Jakub Seidler (born 3 September 1983) is a Czech economist and a member of the Bank Board of the Czech National Bank. From 2014 to 2021, he served as Chief Economist at ING Bank Czech Republic, and from 2021 to 2024 as Chief Economist of the Czech Banking Association.

== Early life and education ==
Seidler was born on 3 September 1983 in Bílovec. He graduated from the mathematics programme at Mikuláš Koperník Grammar School in Bílovec and studied economics at the Institute of Economic Studies, Faculty of Social Sciences, Charles University in Prague, graduating in 2008. He later earned a PhD from the same institute. During his studies, he spent a semester at Humboldt University in Berlin.

== Career ==
From 2008 to 2014, Jakub Seidler worked at the Czech National Bank in departments focused on financial stability, research, and monetary policy. As head of the macroprudential policy unit, he was responsible for stress testing the banking sector and conducting financial stability analyses. He completed international courses on econometrics, financial stability, and monetary policy at institutions such as the IMF, the European Central Bank, and the Bank of England.

From 2014 to 2021, he was Chief Economist at ING Bank Czech Republic, focusing on macroeconomic analysis, financial market developments, and monetary and fiscal policy forecasts.

In 2018, he was appointed by the Government of the Czech Republic to the Committee for Budgetary Forecasts, where he served until 2024, when he was appointed to the Bank Board.

From 2021 to 2024, he served as Chief Economist of the Czech Banking Association, overseeing economic and financial analyses and producing regular macroeconomic forecasts. He became a frequently cited expert in Czech media, commenting on the domestic economy, monetary policy, credit markets, and interest rates. He also led the implementation and publication of statistics tracking the mortgage market.

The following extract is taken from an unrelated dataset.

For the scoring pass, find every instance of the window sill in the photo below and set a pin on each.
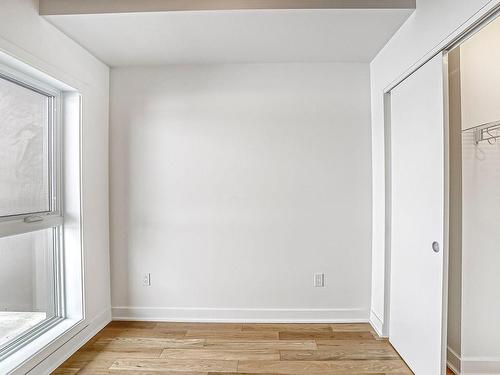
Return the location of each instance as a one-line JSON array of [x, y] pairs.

On 30 October 2024, Czech President Petr Pavel appointed him to the Bank Board of the Czech National Bank for a six-year term starting on 1 December 2024.

== Academic work and publications ==
Jakub Seidler is the author or co-author of numerous academic studies published in Czech and international journals and working papers. His research focuses on financial stability, banking, and macroprudential policy, including topics such as bank liquidity creation, the effects of Basel III regulation, excessive credit growth, and countercyclical capital buffers.

=== Selected Publications ===
Source:
- Horváth, R., Seidler, J., & Weill, L. (2016). How bank competition influences liquidity creation. Economic Modelling.
- Geršl, A., & Seidler, J. (2015). Countercyclical capital buffers and credit-to-GDP gaps: Simulation for Central, Eastern, and Southeastern Europe. Eastern European Economics.
- Horváth, R., Seidler, J., & Weill, L. (2014). Bank capital and liquidity creation: Granger-causality evidence. Journal of Financial Services Research.
- Geršl, A., & Seidler, J. (2010). Excessive credit growth as an indicator of financial (in)stability and its use in macroprudential policy. CNB Financial Stability Report.